Hay un momento de silencio en el otro extremo de la línea, como si mi madre estuviera procesando mis palabras, antes de que finalmente estallara en una furia renovada. Me llama nombres hirientes, insultos, me acusa de traición y egoísmo por tratarla “de loca”, de que soy una z***, que no reconoce la clase de bestia que se supone que ha criado y a quien ha alimentado todos estos años bajo su techo, pero ya no estoy dispuesta a escuchar.
Con un movimiento rápido, corto la llamada y dejo caer el teléfono, sintiendo un alivio abrumador al liberarme de su influencia tóxica, pero que no es muy liviano en mi sensación de culpa y en la parte de mí que le cree cada una de sus terribles palabras.

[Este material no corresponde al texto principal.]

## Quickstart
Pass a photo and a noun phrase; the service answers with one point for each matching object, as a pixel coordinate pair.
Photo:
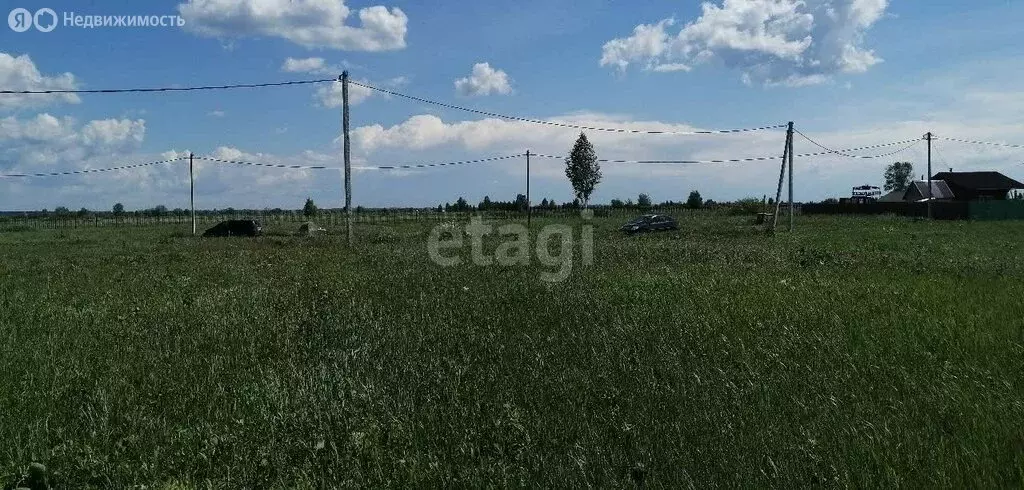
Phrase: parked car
(650, 223)
(236, 228)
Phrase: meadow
(853, 352)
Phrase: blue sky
(849, 73)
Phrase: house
(919, 190)
(894, 196)
(978, 185)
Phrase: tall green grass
(854, 352)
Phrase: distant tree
(694, 201)
(520, 203)
(898, 176)
(583, 169)
(309, 210)
(643, 201)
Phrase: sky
(848, 74)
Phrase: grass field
(854, 352)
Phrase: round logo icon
(41, 26)
(19, 19)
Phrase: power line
(560, 125)
(890, 153)
(422, 166)
(979, 142)
(276, 166)
(750, 159)
(908, 142)
(381, 167)
(90, 171)
(167, 89)
(667, 162)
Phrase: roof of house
(979, 180)
(894, 196)
(940, 190)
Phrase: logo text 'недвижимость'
(46, 19)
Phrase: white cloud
(19, 73)
(312, 64)
(483, 81)
(46, 139)
(672, 68)
(110, 132)
(776, 42)
(312, 24)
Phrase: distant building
(978, 185)
(919, 191)
(894, 196)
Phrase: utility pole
(347, 156)
(928, 136)
(192, 189)
(781, 175)
(790, 132)
(529, 208)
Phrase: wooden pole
(790, 131)
(781, 175)
(529, 208)
(348, 157)
(928, 136)
(192, 190)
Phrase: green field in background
(853, 352)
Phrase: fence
(942, 210)
(329, 218)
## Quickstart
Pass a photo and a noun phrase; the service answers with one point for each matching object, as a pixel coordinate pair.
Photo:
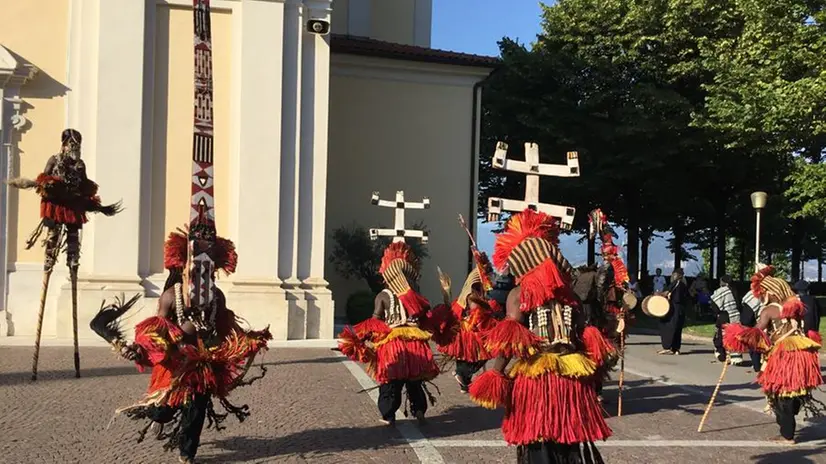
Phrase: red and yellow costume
(791, 363)
(392, 344)
(188, 368)
(550, 403)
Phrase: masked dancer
(392, 342)
(557, 354)
(791, 364)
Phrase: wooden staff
(47, 274)
(714, 395)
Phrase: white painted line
(425, 451)
(641, 443)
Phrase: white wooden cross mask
(533, 169)
(398, 232)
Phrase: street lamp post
(758, 202)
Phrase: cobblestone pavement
(308, 409)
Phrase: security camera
(318, 26)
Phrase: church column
(315, 89)
(256, 292)
(110, 117)
(290, 162)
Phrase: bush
(359, 306)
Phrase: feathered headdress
(765, 285)
(399, 267)
(528, 249)
(176, 247)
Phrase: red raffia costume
(392, 343)
(551, 408)
(791, 363)
(189, 371)
(66, 195)
(459, 328)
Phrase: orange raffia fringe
(353, 347)
(542, 284)
(491, 390)
(573, 365)
(156, 336)
(792, 367)
(599, 349)
(371, 329)
(738, 338)
(405, 355)
(553, 408)
(511, 339)
(415, 304)
(442, 323)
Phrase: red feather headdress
(176, 247)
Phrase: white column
(315, 89)
(256, 292)
(110, 115)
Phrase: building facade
(306, 127)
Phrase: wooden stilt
(47, 274)
(622, 373)
(73, 275)
(714, 395)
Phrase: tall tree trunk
(645, 242)
(678, 245)
(592, 255)
(742, 246)
(797, 248)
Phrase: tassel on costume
(599, 349)
(738, 338)
(553, 408)
(511, 339)
(790, 371)
(371, 329)
(793, 308)
(491, 390)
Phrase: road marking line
(424, 449)
(641, 443)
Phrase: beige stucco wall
(172, 132)
(39, 39)
(390, 134)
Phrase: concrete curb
(98, 343)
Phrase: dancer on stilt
(791, 363)
(466, 319)
(197, 349)
(66, 195)
(612, 294)
(557, 354)
(393, 343)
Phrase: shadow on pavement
(16, 378)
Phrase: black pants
(390, 397)
(784, 410)
(671, 329)
(193, 415)
(556, 453)
(465, 371)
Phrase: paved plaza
(310, 408)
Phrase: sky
(475, 26)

Una presión en mi pecho me provoca unas severas ganas de llorar que suben por mi garganta, pero lo intento contener con un esfuerzo descomunal antes de que una crisis de angustia o algo así se pueda desatar.
Siento un nudo en la garganta cuando, sin darme cuenta, me doy vuelta y me encuentro de cara con…
–Paula–murmuro.
¡CIELOS! Ha escuchado cada palabra de mi dolorosa conversación con mi madre. Mis ojos están húmedos por las lágrimas que amenazan con caer, pero me esfuerzo por mantener la compostura frente a ella. De pronto mi cabeza sopesa un montón de alternativas como el hecho de que piense que estoy con problemas y que será mejor que no trabaje de este modo o que no estaría bien visto o no sería un buen ejemplo para sus hijos verme llorar o que mis emociones puedan afectar mi labor.